The Python community is awesome.

It is full of great people and minds, and interacting with people at conferences is always nice and stimulating. But one of my favorite things is that over time, after many conferences, talks, pull requests and beers, the personal relationship with some of them strengthen and they become friends.

View from a ski slope in Valtournenche, Italy

I am fortunate enough that two of them, Łukasz Langa and Hood Chatham, accepted my invitation to join me in Cervinia, at the border between Italian and Swiss Alps, for a week of hacking, winter sports and going literally over the clouds. This is a brief summary of what we did during our time together.

About us

The three of us from the panoramic terrace on top of Klein Matterhorn, Switzerland

Łukasz doesn't need much introduction, as he's one of the most visible personalities of the Python world: among other things, he has been the release manager of CPython 3.8 and 3.9, he is the creator of Black and these days is the CPython developer in residence.

Hood is mainly known for his work on Pyodide, which in my opinion is one of the most underrated projects in the Python world: it allows us to run CPython in the browser by compiling CPython and huge sets of extension modules to WebAssembly, using Emscripten. This may sound easier than it is, because WebAssembly is a very weird and young platform, meaning that over the years the Pyodide maintainers have had to develop a considerable amount of patches to CPython itself, Emscripten, LLVM, etc. If you use any website or project which allows you to run Python in the browser such as PyScript, there is a good chance it's actually Pyodide under the hood (pun intended 😅).

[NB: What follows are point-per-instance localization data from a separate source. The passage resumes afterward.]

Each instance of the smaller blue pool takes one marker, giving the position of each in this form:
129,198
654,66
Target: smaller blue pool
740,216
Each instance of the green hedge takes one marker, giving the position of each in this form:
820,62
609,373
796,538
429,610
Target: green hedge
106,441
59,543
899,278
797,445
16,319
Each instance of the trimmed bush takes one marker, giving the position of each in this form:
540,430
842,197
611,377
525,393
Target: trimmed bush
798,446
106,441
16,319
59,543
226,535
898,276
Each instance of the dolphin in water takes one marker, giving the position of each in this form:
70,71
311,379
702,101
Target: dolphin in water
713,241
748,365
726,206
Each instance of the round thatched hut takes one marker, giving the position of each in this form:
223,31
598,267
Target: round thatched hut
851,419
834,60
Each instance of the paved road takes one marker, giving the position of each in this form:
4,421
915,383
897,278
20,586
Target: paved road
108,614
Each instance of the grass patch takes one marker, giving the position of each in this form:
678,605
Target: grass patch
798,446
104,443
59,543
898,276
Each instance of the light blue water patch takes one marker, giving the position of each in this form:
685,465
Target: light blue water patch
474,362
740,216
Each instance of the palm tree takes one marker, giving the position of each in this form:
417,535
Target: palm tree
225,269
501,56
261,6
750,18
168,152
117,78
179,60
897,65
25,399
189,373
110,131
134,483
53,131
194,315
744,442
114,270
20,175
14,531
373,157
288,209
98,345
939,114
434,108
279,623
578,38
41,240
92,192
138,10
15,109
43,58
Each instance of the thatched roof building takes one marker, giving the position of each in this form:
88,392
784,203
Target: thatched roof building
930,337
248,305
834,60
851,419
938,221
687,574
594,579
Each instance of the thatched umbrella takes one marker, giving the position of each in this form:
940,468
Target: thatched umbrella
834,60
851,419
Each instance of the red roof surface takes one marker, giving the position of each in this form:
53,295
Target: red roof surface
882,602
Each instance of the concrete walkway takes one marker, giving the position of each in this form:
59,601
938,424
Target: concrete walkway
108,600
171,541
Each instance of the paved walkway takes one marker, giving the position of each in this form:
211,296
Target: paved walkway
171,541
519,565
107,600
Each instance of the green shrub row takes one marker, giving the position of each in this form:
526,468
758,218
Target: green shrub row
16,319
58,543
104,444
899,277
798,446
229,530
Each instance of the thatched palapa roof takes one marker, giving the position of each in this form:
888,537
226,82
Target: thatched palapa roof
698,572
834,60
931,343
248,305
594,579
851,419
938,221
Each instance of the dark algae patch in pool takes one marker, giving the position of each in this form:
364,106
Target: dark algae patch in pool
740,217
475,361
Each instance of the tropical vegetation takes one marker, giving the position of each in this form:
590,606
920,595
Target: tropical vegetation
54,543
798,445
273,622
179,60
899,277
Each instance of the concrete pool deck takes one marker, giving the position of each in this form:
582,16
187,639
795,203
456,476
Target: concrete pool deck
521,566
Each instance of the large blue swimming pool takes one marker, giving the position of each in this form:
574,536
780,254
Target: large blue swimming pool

As for me, like many other Pythonistas, my name is associated with many projects starting or ending (or both!) with "Py", like PyPy, HPy and PyScript. A couple of years ago I decided that all these Pys weren't enough, so I started SPy, which is an experiment to see whether we can come up with a Python variant which can be easily interpreted (for good development experience) and compiled (for performance). This is the appropriate place to give a big thanks to Anaconda, which is allowing me to work on it full time currently.

Hacking

There is one thing which face-to-face pairing does and which is impossible to achieve with async and remote collaboration: you can see all the little tricks and tools which other people use in their daily hacking. On the first day, Łukasz showed me the wonder of Xonsh, a multi platform shell written and scriptable in Python.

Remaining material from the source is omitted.